Photographing subjects in her home turfs of Shangai and Beijing, as well as Hong Kong and Taiwan, Yang snaps soft, playful and genuine scene that defying stereotypes and censorship — still putting Chinese photography at the forefront. For now, New Generation explores China’s youth but, much like the case with GIRLS, which took Yang to Thailand last year, the shutterbug hopes her scope will expand and include more Asian countries soon. Here, Schön! catches up exclusively with the photographer to get a sneak peek at the new series and discuss its differences (and similarities) with GIRLS.
How would you describe your new photo series “New Generation”?
This new series is a recording of the real lives of the young generation, which is born in the 90s and 00s today. It’s more like a documentary, with total honesty and authenticity.
How does “New Generation” pick up from “Girls”? Or does it not?
It has certain continuity but also some new attempts. It is about an even newer generation of people, including boys and transgenders, with different ways of shooting too. Compared to “Girls”, which is more like an expression of myself during adolescence, the new series is more objective and more documentary-like, with less personal emotions.
How would you say the series differ? And in which ways do you feel that they are they similar?
It’s more documentary-like but similar in ways that they are both recordings of the living state of the young.

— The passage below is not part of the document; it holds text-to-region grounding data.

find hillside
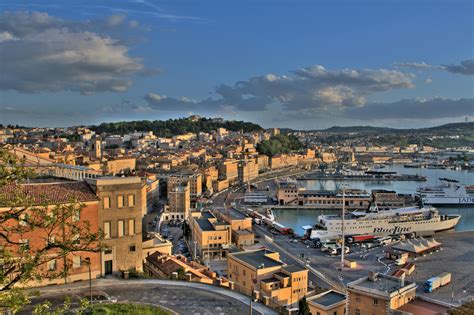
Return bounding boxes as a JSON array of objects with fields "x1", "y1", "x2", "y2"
[{"x1": 91, "y1": 117, "x2": 263, "y2": 137}]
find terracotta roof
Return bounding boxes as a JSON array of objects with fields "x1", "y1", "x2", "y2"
[{"x1": 0, "y1": 181, "x2": 99, "y2": 206}]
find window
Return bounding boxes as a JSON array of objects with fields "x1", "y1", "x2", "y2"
[
  {"x1": 47, "y1": 260, "x2": 57, "y2": 271},
  {"x1": 73, "y1": 256, "x2": 81, "y2": 268},
  {"x1": 128, "y1": 194, "x2": 135, "y2": 207},
  {"x1": 103, "y1": 197, "x2": 110, "y2": 209},
  {"x1": 104, "y1": 249, "x2": 112, "y2": 255},
  {"x1": 355, "y1": 310, "x2": 360, "y2": 315},
  {"x1": 46, "y1": 235, "x2": 55, "y2": 246},
  {"x1": 356, "y1": 296, "x2": 361, "y2": 302},
  {"x1": 118, "y1": 220, "x2": 125, "y2": 237},
  {"x1": 103, "y1": 222, "x2": 111, "y2": 239},
  {"x1": 128, "y1": 219, "x2": 135, "y2": 235},
  {"x1": 129, "y1": 245, "x2": 136, "y2": 252},
  {"x1": 334, "y1": 312, "x2": 337, "y2": 315},
  {"x1": 373, "y1": 299, "x2": 379, "y2": 305},
  {"x1": 117, "y1": 195, "x2": 124, "y2": 208},
  {"x1": 243, "y1": 270, "x2": 246, "y2": 276}
]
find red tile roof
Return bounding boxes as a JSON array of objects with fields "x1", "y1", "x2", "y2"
[{"x1": 0, "y1": 181, "x2": 99, "y2": 206}]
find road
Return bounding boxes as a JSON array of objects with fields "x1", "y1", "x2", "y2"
[{"x1": 21, "y1": 279, "x2": 277, "y2": 315}]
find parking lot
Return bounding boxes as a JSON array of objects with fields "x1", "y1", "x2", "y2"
[{"x1": 160, "y1": 220, "x2": 191, "y2": 257}]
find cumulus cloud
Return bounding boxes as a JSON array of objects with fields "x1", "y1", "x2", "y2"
[
  {"x1": 441, "y1": 59, "x2": 474, "y2": 75},
  {"x1": 145, "y1": 65, "x2": 414, "y2": 112},
  {"x1": 346, "y1": 98, "x2": 473, "y2": 120},
  {"x1": 0, "y1": 11, "x2": 146, "y2": 94}
]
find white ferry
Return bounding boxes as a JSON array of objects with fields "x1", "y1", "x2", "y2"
[
  {"x1": 416, "y1": 179, "x2": 474, "y2": 205},
  {"x1": 304, "y1": 206, "x2": 460, "y2": 241}
]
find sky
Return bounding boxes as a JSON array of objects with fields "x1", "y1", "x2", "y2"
[{"x1": 0, "y1": 0, "x2": 473, "y2": 129}]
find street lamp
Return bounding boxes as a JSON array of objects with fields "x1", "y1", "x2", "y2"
[
  {"x1": 193, "y1": 240, "x2": 197, "y2": 260},
  {"x1": 83, "y1": 257, "x2": 92, "y2": 304}
]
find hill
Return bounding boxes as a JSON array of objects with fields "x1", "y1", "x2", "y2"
[{"x1": 91, "y1": 117, "x2": 263, "y2": 137}]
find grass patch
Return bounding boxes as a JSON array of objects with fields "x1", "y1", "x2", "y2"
[{"x1": 86, "y1": 303, "x2": 172, "y2": 315}]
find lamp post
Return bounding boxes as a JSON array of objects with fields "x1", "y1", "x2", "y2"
[
  {"x1": 193, "y1": 240, "x2": 197, "y2": 260},
  {"x1": 340, "y1": 184, "x2": 346, "y2": 271},
  {"x1": 84, "y1": 257, "x2": 92, "y2": 304}
]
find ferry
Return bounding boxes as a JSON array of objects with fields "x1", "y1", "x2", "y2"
[
  {"x1": 303, "y1": 206, "x2": 460, "y2": 241},
  {"x1": 416, "y1": 179, "x2": 474, "y2": 205}
]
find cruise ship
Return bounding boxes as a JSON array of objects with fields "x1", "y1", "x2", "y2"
[
  {"x1": 416, "y1": 179, "x2": 474, "y2": 205},
  {"x1": 303, "y1": 206, "x2": 460, "y2": 241}
]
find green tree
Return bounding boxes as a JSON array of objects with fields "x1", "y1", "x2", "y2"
[
  {"x1": 297, "y1": 296, "x2": 310, "y2": 315},
  {"x1": 0, "y1": 150, "x2": 102, "y2": 313}
]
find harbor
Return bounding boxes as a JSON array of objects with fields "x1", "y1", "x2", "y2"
[{"x1": 270, "y1": 165, "x2": 474, "y2": 234}]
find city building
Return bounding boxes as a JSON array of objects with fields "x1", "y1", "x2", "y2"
[
  {"x1": 104, "y1": 157, "x2": 136, "y2": 175},
  {"x1": 0, "y1": 181, "x2": 101, "y2": 287},
  {"x1": 346, "y1": 272, "x2": 416, "y2": 315},
  {"x1": 86, "y1": 176, "x2": 146, "y2": 275},
  {"x1": 219, "y1": 159, "x2": 239, "y2": 184},
  {"x1": 238, "y1": 159, "x2": 259, "y2": 183},
  {"x1": 190, "y1": 211, "x2": 231, "y2": 260},
  {"x1": 165, "y1": 183, "x2": 190, "y2": 220},
  {"x1": 307, "y1": 290, "x2": 346, "y2": 315},
  {"x1": 227, "y1": 249, "x2": 308, "y2": 306},
  {"x1": 214, "y1": 208, "x2": 254, "y2": 246}
]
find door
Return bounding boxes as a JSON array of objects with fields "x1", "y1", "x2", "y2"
[{"x1": 104, "y1": 260, "x2": 113, "y2": 275}]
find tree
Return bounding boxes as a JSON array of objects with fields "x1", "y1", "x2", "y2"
[
  {"x1": 0, "y1": 149, "x2": 102, "y2": 313},
  {"x1": 256, "y1": 134, "x2": 304, "y2": 157},
  {"x1": 297, "y1": 296, "x2": 310, "y2": 315}
]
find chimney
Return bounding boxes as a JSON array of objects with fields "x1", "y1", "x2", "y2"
[
  {"x1": 399, "y1": 274, "x2": 406, "y2": 288},
  {"x1": 368, "y1": 271, "x2": 378, "y2": 282}
]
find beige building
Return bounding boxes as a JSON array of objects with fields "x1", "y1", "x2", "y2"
[
  {"x1": 256, "y1": 155, "x2": 269, "y2": 171},
  {"x1": 219, "y1": 159, "x2": 239, "y2": 183},
  {"x1": 307, "y1": 290, "x2": 346, "y2": 315},
  {"x1": 214, "y1": 208, "x2": 254, "y2": 246},
  {"x1": 87, "y1": 177, "x2": 146, "y2": 275},
  {"x1": 166, "y1": 183, "x2": 190, "y2": 220},
  {"x1": 105, "y1": 158, "x2": 136, "y2": 175},
  {"x1": 347, "y1": 272, "x2": 416, "y2": 315},
  {"x1": 227, "y1": 249, "x2": 308, "y2": 307},
  {"x1": 190, "y1": 211, "x2": 231, "y2": 260},
  {"x1": 238, "y1": 159, "x2": 259, "y2": 183}
]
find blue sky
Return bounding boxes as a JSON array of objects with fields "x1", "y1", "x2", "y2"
[{"x1": 0, "y1": 0, "x2": 473, "y2": 128}]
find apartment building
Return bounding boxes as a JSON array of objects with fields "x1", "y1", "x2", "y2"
[
  {"x1": 256, "y1": 155, "x2": 269, "y2": 171},
  {"x1": 238, "y1": 159, "x2": 259, "y2": 183},
  {"x1": 104, "y1": 157, "x2": 136, "y2": 175},
  {"x1": 219, "y1": 159, "x2": 239, "y2": 184},
  {"x1": 190, "y1": 211, "x2": 231, "y2": 260},
  {"x1": 270, "y1": 154, "x2": 299, "y2": 170},
  {"x1": 167, "y1": 173, "x2": 202, "y2": 201},
  {"x1": 87, "y1": 177, "x2": 146, "y2": 275},
  {"x1": 0, "y1": 181, "x2": 101, "y2": 287},
  {"x1": 306, "y1": 290, "x2": 346, "y2": 315},
  {"x1": 227, "y1": 249, "x2": 308, "y2": 306},
  {"x1": 346, "y1": 272, "x2": 416, "y2": 315},
  {"x1": 166, "y1": 183, "x2": 190, "y2": 220},
  {"x1": 214, "y1": 208, "x2": 254, "y2": 246}
]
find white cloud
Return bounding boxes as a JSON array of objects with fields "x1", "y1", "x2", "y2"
[
  {"x1": 393, "y1": 61, "x2": 434, "y2": 69},
  {"x1": 0, "y1": 11, "x2": 145, "y2": 94},
  {"x1": 145, "y1": 65, "x2": 415, "y2": 112}
]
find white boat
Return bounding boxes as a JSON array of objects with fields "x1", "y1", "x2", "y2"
[
  {"x1": 416, "y1": 180, "x2": 474, "y2": 205},
  {"x1": 303, "y1": 206, "x2": 460, "y2": 241}
]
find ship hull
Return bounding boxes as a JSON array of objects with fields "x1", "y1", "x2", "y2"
[
  {"x1": 310, "y1": 215, "x2": 460, "y2": 240},
  {"x1": 422, "y1": 196, "x2": 474, "y2": 205}
]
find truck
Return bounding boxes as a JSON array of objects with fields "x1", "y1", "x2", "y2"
[
  {"x1": 424, "y1": 272, "x2": 451, "y2": 293},
  {"x1": 272, "y1": 222, "x2": 293, "y2": 235},
  {"x1": 346, "y1": 235, "x2": 375, "y2": 244}
]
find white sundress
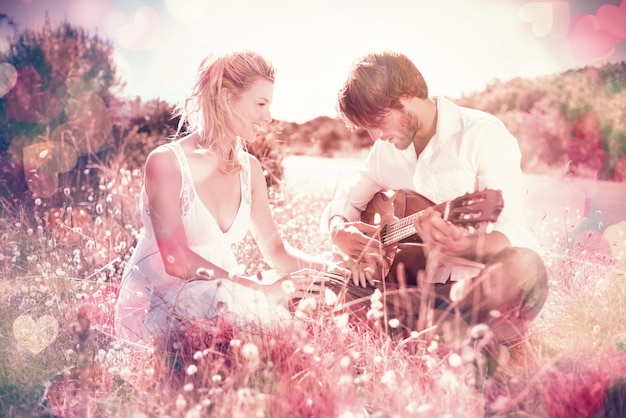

Would you say “Girls” is finally closed off after a decade?
No “Girls” won’t close off. On the contrary, it’ll become even broader. I’ll still continue to shoot girls, but perhaps in a more internal way, for within the group of women who are older, there is still a girl living inside them.
How did you make a selection of your subjects for “New Generation”?
More or less the same as before. Friends’ introduction or through internet. Geographically I also went to Hong Kong and Taiwan to shoot this time.
Are you hoping to explore youth outside of China, as you did with “Girls” in Thailand?
Yes, I’d like to expand the series to Asia or Chinese abroad, but definitely still related to the culture I’m familiar with.
“Girls” explored femininity and womanhood, while “New Generation” focuses on gender notions. Why the shift? And why now?
Perhaps it’s because I pay attention to girls and boys equally. The new series thus doesn’t especially clarify on gender, and besides the inner world of girls, the softness of men is also very precious.
Have your notions of gender been challenged after working in this project?
Yes. I hope to understand the lives of the new generation through this series, and my notions have definitely got richer. Not just me, the whole society seems to be more tolerant on the gender issue.
Have you come to any conclusive thoughts about China’s new generation after working in both series?
I tend to avoid giving conclusions of this new generation, and it’s very hard to conclude as well. But overall I think they are more open and free, more self-conscious, and of course easier to be influenced by the outside world.
Where do you see “New Generation” going in the future?
I think after this series, it’ll be the ending of my recordings of the adolescence period in general. As my experience towards life grows, I’d like to record the new things in my new life. I believe the new generations coming up later will be recorded by other young new talents as well.